Eto’o rief die afrikanischen Fußballverbände dazu auf, sich hinter Infantino zu stellen und dessen Vision für eine globalisierte und finanziell nachhaltigere WM zu unterstützen. In einer Stellungnahme betonte er, dass solche Reformen notwendig seien, um den Entwicklungsländern besseren Zugang zu Großveranstaltungen zu ermöglichen und die wirtschaftliche Abhängigkeit von traditionellen Machtzentren im Weltfußball zu verringern.

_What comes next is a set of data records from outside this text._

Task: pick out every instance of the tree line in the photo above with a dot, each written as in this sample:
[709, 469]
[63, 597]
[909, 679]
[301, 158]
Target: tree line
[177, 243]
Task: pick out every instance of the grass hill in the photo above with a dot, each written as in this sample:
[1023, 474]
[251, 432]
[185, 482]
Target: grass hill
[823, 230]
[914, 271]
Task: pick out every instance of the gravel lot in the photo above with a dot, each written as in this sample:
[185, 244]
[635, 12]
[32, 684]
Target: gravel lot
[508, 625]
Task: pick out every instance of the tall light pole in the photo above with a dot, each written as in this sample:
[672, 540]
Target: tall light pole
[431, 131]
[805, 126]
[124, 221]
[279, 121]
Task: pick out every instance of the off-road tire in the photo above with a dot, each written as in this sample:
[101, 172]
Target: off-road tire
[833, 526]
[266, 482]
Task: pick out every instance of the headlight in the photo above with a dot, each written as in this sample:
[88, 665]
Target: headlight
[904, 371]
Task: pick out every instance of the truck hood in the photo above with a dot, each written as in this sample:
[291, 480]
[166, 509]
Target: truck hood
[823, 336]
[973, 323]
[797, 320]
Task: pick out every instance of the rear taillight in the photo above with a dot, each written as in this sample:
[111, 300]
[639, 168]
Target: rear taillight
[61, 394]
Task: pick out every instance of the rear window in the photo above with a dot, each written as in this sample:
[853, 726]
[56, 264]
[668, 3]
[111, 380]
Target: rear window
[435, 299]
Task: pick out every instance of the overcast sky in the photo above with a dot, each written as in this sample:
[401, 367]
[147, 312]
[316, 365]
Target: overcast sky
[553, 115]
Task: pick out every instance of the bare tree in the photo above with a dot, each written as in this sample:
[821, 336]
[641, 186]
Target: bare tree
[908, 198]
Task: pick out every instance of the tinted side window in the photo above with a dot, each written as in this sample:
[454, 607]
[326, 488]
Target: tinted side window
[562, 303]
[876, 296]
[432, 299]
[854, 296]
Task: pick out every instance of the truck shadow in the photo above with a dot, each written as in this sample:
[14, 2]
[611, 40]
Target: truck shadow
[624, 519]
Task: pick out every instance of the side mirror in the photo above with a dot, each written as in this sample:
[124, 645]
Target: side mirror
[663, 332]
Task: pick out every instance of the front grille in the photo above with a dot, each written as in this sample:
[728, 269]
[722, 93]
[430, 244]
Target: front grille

Die Kritik am sogenannten „Sell-off“-Plan richtet sich vor allem gegen mögliche Kommerzialisierungsaspekte, die das sportliche Fundament der WM gefährden könnten. Dennoch argumentiert Eto’o, dass strukturelle Veränderungen unumgänglich seien, wenn afrikanische Nationen künftig häufiger Gastgeber großer Turniere werden wollten. Kamerun selbst hatte 2021 die Afrikameisterschaft ausgerichtet – ein logistisch herausforderndes Unterfangen, das infrastrukturelle Lücken offenbarte.

Signalwirkung für Afrika

Eto’os Rückendeckung für Infantino könnte auch als strategischer Schritt gedeutet werden, um Einfluss innerhalb der FIFA-Führung zu stärken. Als ehemaliger Weltklasse-Stürmer und nunmehr Funktionär verfolgt er eine ambitionierte Agenda, die sowohl sportliche als auch geopolitische Dimensionen umfasst. Seine Position könnte für andere afrikanische Verbände wegweisend sein, die zwischen Skepsis gegenüber globalen Geschäftsmodellen und dem Wunsch nach größerer Teilhabe schwanken.